Stage 2 - Kubernetes Node Image Upgrade

NOTE: During the CSM-1.0.1 install the LiveCD containing the initial install files for this system should have been unmounted from the master node when rebooting into the Kubernetes cluster. The scripts run in this section will also attempt to unmount/eject it if found to ensure the USB stick does not get erased.

IMPORTANT:

Reminder: Before running any upgrade scripts, be sure the Cray CLI output format is reset to default by running the following command:

ncn# unset CRAY_FORMAT

Stage 2.1

  1. Run ncn-upgrade-k8s-master.sh for ncn-m002. Follow output of the script carefully. The script will pause for manual interaction.

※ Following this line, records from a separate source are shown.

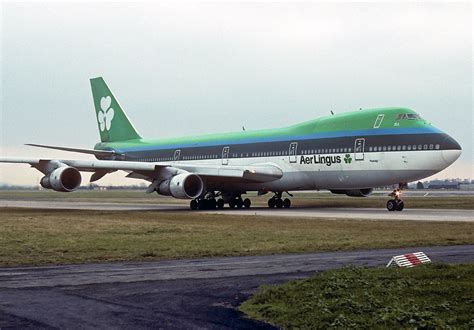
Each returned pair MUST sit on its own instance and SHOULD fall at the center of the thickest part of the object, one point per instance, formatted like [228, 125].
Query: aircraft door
[225, 155]
[293, 151]
[359, 149]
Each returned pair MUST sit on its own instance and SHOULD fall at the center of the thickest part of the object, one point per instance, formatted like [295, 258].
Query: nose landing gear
[395, 204]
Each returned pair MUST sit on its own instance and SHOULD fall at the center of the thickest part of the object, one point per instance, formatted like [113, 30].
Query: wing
[95, 152]
[265, 172]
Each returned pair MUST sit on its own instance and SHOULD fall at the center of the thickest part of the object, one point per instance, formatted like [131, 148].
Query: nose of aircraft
[451, 155]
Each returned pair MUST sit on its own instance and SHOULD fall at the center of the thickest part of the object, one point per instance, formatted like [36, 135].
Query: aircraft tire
[391, 205]
[247, 203]
[271, 203]
[202, 204]
[212, 204]
[400, 206]
[239, 203]
[279, 203]
[193, 205]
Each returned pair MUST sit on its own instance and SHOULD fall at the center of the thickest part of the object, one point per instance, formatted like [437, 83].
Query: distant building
[444, 185]
[466, 186]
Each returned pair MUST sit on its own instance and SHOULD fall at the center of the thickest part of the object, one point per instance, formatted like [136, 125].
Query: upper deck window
[409, 116]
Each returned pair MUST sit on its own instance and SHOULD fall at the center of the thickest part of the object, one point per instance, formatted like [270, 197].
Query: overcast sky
[200, 67]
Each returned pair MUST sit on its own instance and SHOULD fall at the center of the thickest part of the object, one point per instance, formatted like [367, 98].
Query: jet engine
[64, 178]
[354, 192]
[185, 186]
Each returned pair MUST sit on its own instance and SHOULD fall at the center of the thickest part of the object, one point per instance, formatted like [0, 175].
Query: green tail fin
[114, 124]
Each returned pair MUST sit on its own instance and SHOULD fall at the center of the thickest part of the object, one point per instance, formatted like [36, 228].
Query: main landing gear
[278, 202]
[209, 202]
[395, 204]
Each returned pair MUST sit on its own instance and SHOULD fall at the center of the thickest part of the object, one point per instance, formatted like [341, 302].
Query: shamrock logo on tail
[348, 159]
[106, 114]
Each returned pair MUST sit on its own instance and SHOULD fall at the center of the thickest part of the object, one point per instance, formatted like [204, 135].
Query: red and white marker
[409, 260]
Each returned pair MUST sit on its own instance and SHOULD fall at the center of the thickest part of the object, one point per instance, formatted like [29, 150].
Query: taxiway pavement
[307, 212]
[199, 293]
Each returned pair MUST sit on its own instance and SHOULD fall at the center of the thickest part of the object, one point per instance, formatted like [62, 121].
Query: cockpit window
[409, 116]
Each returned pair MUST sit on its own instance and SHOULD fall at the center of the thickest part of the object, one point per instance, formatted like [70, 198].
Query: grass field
[426, 297]
[33, 237]
[316, 199]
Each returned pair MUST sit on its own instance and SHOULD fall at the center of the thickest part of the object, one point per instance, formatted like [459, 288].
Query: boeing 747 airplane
[348, 153]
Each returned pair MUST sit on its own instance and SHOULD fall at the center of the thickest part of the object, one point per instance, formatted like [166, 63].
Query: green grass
[34, 237]
[428, 297]
[314, 200]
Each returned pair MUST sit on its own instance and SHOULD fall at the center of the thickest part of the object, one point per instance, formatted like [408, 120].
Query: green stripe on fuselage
[355, 120]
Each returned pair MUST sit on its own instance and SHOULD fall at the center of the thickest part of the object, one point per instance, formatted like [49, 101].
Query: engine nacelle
[354, 192]
[64, 178]
[185, 186]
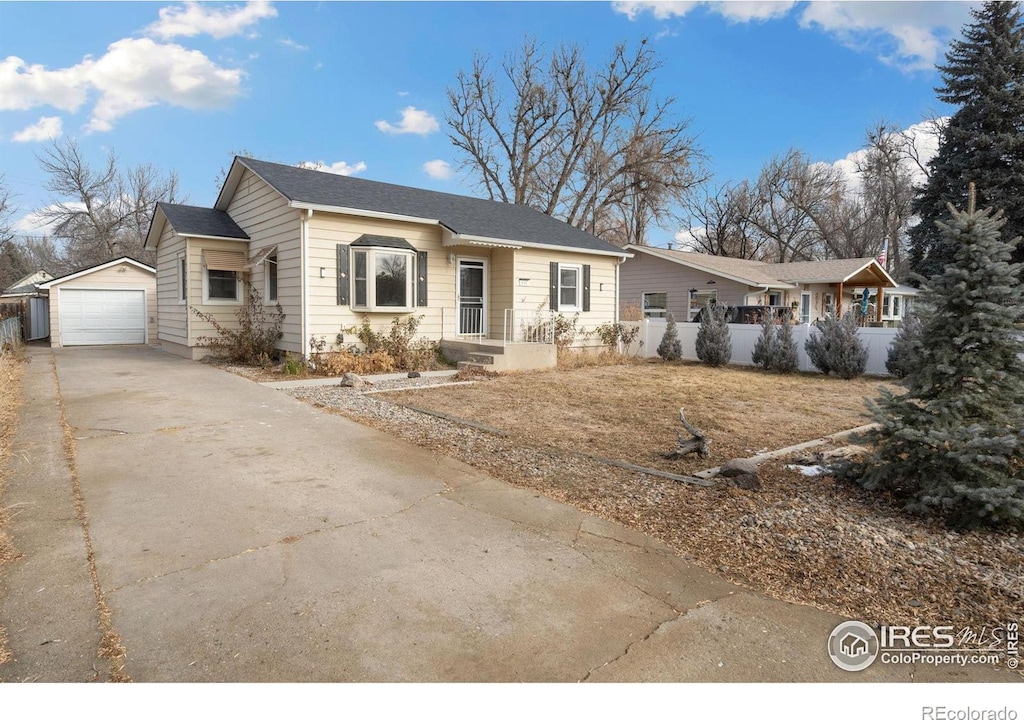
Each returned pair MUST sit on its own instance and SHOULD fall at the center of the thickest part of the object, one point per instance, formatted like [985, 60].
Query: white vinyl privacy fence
[743, 337]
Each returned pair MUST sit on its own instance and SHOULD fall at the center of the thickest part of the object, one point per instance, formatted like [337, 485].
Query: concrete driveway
[241, 535]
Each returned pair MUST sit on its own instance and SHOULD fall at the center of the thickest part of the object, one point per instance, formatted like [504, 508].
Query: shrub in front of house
[253, 342]
[904, 348]
[714, 345]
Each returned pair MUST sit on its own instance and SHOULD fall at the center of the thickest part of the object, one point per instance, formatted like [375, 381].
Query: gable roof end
[464, 216]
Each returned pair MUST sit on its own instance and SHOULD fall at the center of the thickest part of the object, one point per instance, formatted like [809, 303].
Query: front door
[472, 296]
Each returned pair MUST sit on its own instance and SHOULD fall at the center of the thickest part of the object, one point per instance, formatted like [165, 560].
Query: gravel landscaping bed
[806, 540]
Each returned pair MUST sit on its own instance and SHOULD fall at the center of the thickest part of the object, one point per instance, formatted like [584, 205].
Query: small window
[383, 280]
[655, 304]
[699, 299]
[182, 279]
[568, 287]
[221, 285]
[270, 265]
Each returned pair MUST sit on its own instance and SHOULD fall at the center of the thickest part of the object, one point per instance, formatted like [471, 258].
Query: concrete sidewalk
[242, 535]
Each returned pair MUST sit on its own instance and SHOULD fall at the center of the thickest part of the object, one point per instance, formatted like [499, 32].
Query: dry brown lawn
[631, 412]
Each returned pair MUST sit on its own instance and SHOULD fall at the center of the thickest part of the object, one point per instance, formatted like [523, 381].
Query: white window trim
[694, 306]
[207, 300]
[270, 260]
[182, 276]
[371, 305]
[578, 305]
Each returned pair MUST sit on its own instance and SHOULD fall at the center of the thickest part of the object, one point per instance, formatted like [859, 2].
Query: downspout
[304, 280]
[617, 265]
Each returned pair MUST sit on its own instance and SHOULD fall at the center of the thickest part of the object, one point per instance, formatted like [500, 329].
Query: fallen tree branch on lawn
[698, 442]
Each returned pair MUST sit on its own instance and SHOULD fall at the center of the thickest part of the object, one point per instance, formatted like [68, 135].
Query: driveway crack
[288, 540]
[655, 629]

    ncn-m001# /usr/share/doc/csm/upgrade/1.0.11/scripts/upgrade/ncn-upgrade-k8s-master.sh ncn-m002
    

    NOTE: You may need to reset the root password for each node after it is rebooted

  2. Repeat the previous step for each other master node excluding ncn-m001, one at a time.

Stage 2.2

  1. Run ncn-upgrade-k8s-worker.sh for ncn-w001. Follow output of the script carefully. The script will pause for manual interaction.

    NOTE: It is expected that some pods may be in bad states during a worker node upgrade. This is due to a temporary lack of computing resources. Once the worker node has been upgraded and has rejoined the cluster, those pods will be up and running again. All critical services have more than one replica so that if one pod is down, the service is still available.

    NOTE: It is possible that some PostgreSQL clusters may report errors when ncn-upgrade-k8s-worker.sh runs and checks the PostgreSQL clusters. If errors are reported indicating that a cluster does not have a leader or is lagging, it is recommended to re-run the ncn-upgrade-k8s-worker.sh again after waiting about 30 minutes to give the clusters time to resume to a healthy state. If PostgreSQL clusters still report leader or lag issues, then refer to Troubleshoot Postgres Database.

    ncn-m001# /usr/share/doc/csm/upgrade/1.0.11/scripts/upgrade/ncn-upgrade-k8s-worker.sh ncn-w001
    

    NOTE: You may need to reset the root password for each node after it is rebooted

  2. Repeat the previous step for each other worker node, one at a time.

Stage 2.3

For ncn-m001, use ncn-m002 as the stable NCN. Use the vlan007/CAN IP address to ssh to ncn-m002 for this ncn-m001 install

  1. Authenticate with the Cray CLI on ncn-m002.

    See Configure the Cray Command Line Interface for details on how to do this.

  2. Set the CSM_RELEASE variable to the correct value for the CSM release upgrade being applied.

    ncn-m002# CSM_RELEASE=csm-1.0.11
    
  3. Install the document RPM and run check script on ncn-m002

    NOTE The prerequisites.sh script will warn that it will unmount /mnt/pitdata, but this is not accurate. The script will only unmount it if the script itself mounts it. That is, if it is mounted when the script begins, the script will not unmount it.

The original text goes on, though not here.